The coffee fixation continues once the dinner begins, partially because she can’t touch the open bar and partially because the caffeine in her bloodstream is the only thing keeping her upright after six hours of sleep in three days. 

“Congratulations, Representative Griffin!” come the early toasts.

One cup.

“To a senate candidate we can all believe in!”

Another cup.

“Clarke, you’re going to crash so hard when you come down from all of that.”

One pointed glare to Raven.

“Miss Griffin, your mother must be so proud of you!”

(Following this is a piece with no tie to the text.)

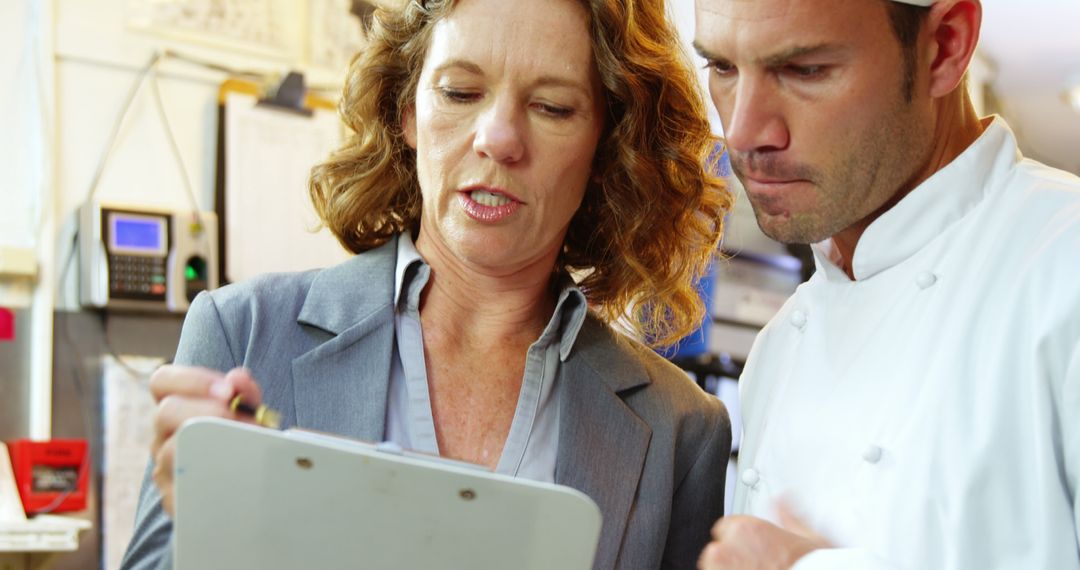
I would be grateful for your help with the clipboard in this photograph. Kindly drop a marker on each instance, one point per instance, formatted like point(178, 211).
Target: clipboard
point(267, 145)
point(254, 498)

She isn’t going to have another cup after what Raven says, but at the same moment she hears that, she sees Lexa picking her way through the crowd. So she has another. She blames it on the mention of her mother by a donor old enough to be her great grandfather.

Naturally, the organizers have set up projectors that display the election coverage on the wall; on Clarke’s third cup of coffee, the results start rolling in.

It’s much like a presidential election—maybe not for the rest of the state, given that only around five million of California’s 40 million strong cast votes in the primary election—but for Clarke, the gnawing pressure in the pit as the votes seem to trickle in one by one is not unlike the feeling she gets when she’s watching her country teeter on the edge. She wants it now, wants the results all at once, to break either her or break this weight around her shoulders. The end of her political career as she knows it, the concession cards in her pocket, or the start of it all and the validation for all of the work her team has done over the past six months. Her against Cage Wallace.

The rural counties roll in first. While the majority of the votes go to Cage Wallace, for his conservative position, the democratic voters go overwhelmingly to Vincent Vie. It’s how the polls broke down, they remind her, repeatedly. It’s still a shock to see Vincent Vie still ahead. Is there something more she can do? She feels ridiculous as she is now, in a skirt and fancy, shoulder-baring top, especially when so many of her staffers came straight from work. Lexa wears her usual business casual, sans blazer, with the sleeves rolled up and top button undone; it's probably the most casual she'll ever get, and Clarke is jealous, somehow, that Lexa is so comfortable. Her eyes travel over Lexa when no one in looking more than once.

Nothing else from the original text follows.